O petista só pareceu menos confortável quando teve que desmentir uma nota divulgada pelo Instituto Lula em janeiro de 2016. A mensagem, escrita em formato de pergunta e resposta, dizia: “Por que a família desistiu de comprar o apartamento? Porque, mesmo tendo sido realizadas reformas e modificações no imóvel (que naturalmente seriam incorporadas ao valor final da compra), as notícias infundadas, boatos e ilações romperam a privacidade necessária ao uso familiar do apartamento”.

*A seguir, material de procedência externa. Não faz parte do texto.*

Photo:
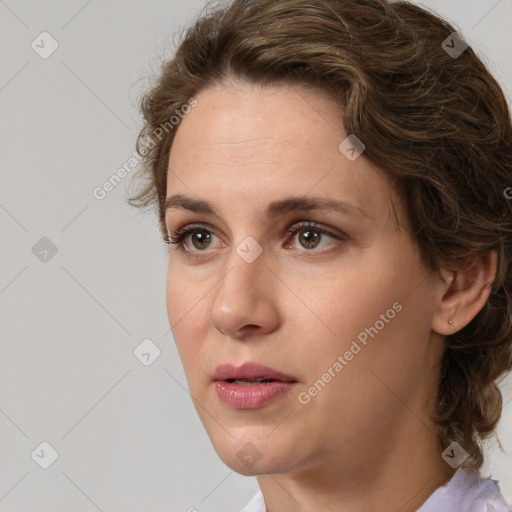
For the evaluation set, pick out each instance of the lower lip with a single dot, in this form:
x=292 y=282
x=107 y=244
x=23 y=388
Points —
x=252 y=396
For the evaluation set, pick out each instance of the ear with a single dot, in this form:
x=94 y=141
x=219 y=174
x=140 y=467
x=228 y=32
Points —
x=464 y=293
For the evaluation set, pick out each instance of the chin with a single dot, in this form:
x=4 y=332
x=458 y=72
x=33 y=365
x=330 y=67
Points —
x=252 y=455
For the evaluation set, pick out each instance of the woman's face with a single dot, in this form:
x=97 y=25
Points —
x=333 y=299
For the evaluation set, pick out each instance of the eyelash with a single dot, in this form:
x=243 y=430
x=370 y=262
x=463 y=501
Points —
x=176 y=237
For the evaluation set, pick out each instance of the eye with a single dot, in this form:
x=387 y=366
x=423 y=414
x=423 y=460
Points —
x=311 y=234
x=310 y=237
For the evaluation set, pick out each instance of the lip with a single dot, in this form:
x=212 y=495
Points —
x=250 y=370
x=252 y=396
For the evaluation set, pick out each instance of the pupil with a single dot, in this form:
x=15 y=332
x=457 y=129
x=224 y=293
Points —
x=202 y=237
x=313 y=238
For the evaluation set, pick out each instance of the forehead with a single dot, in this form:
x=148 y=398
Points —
x=252 y=144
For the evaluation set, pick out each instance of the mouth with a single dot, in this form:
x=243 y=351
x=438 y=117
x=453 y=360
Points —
x=251 y=386
x=250 y=374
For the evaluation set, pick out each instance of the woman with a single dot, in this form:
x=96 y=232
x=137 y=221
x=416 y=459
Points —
x=331 y=177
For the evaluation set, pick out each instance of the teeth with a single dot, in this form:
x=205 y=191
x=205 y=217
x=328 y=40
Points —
x=246 y=382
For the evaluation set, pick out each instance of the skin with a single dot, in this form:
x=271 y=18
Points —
x=365 y=442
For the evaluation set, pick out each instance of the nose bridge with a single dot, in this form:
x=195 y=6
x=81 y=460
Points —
x=244 y=268
x=243 y=295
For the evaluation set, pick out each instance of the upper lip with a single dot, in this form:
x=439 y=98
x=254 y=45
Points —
x=250 y=371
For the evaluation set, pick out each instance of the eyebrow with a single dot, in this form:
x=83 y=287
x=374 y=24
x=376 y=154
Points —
x=274 y=209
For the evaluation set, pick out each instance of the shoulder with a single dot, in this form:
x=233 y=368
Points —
x=257 y=504
x=467 y=491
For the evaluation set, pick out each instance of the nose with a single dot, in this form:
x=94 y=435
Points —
x=245 y=300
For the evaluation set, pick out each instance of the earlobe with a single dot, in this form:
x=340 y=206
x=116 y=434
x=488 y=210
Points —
x=464 y=293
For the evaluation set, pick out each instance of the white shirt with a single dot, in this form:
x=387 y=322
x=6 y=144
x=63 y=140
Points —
x=465 y=492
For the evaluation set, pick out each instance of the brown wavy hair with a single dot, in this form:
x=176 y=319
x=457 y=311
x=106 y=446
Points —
x=440 y=127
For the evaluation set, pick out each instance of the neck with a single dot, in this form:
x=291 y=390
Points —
x=390 y=477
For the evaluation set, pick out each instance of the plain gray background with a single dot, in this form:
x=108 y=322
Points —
x=127 y=435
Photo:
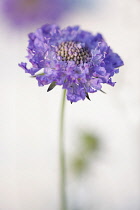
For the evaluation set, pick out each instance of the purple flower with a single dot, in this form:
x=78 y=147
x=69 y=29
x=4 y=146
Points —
x=73 y=58
x=25 y=12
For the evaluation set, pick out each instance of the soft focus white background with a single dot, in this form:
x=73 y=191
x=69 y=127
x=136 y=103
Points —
x=29 y=117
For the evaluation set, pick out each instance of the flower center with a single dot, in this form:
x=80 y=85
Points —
x=73 y=51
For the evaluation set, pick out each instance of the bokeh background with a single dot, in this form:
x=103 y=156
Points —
x=102 y=136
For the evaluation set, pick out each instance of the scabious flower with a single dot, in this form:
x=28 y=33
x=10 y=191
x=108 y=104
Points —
x=75 y=59
x=25 y=12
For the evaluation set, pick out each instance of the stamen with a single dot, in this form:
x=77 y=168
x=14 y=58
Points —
x=72 y=51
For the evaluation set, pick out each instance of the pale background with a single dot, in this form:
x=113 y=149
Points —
x=29 y=117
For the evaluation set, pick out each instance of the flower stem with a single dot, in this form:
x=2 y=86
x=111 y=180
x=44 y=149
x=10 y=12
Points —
x=63 y=203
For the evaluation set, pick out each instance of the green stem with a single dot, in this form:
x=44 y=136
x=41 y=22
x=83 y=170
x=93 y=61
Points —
x=63 y=203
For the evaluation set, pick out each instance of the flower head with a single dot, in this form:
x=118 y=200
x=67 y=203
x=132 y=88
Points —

Questionado pelo procurador Roberson Pozzobon, Lula disse que não foi consultado para a elaboração da nota. “Eu não sou dirigente do instituto. A nota é feita com a direção do instituto em combinação com os advogados que conhecem o projeto e o processo todo. Nem sempre, quando a nota é feita, eu estou no instituto”, disse o ex-presidente, que negou também, ao contrário do que diz a nota, que soubesse da realização de reformas no apartamento. Segundo ele, a desistência da compra ocorreu porque ele percebeu que não poderia usufruir tranquilamente da praia do Guarujá enquanto figura pública.
A audiência terminou evidenciando como protagonista ausente a ex-primeira-dama Marisa Letícia, que morreu após um derrame em fevereiro e também era ré na ação. Lula disse que sua então mulher era a interessada no imóvel, talvez para "investir". Afirmou que ela visitou o apartamento ao menos uma vez sem que ele soubesse: "Não sei se o senhor tem mulher, mas nem sempre ela pergunta para a gente o que vai fazer". As citações à ex-primeira-dama não devem parar por aí, já que delatores da Odebrecht, em casos ainda iniciais, também atribuem a Marisa papel importante em decisões em relação ao sítio de Atibaia, que a acusação considera uma propriedade "camuflada" de Lula. Como a ação contra Marisa está extinta, a discussão sobre implicação legal das menções deve ganhar peso.
Após o depoimento, o petista terminou sua jornada com um rápido discurso a apoiadores no centro da capital paranaense no qual voltou a flertar com a candidatura de 2018: "Se um dia eu tiver cometido um erro, não quero ser julgado só pela Justiça. Quero ser julgado antes pelo povo brasileiro".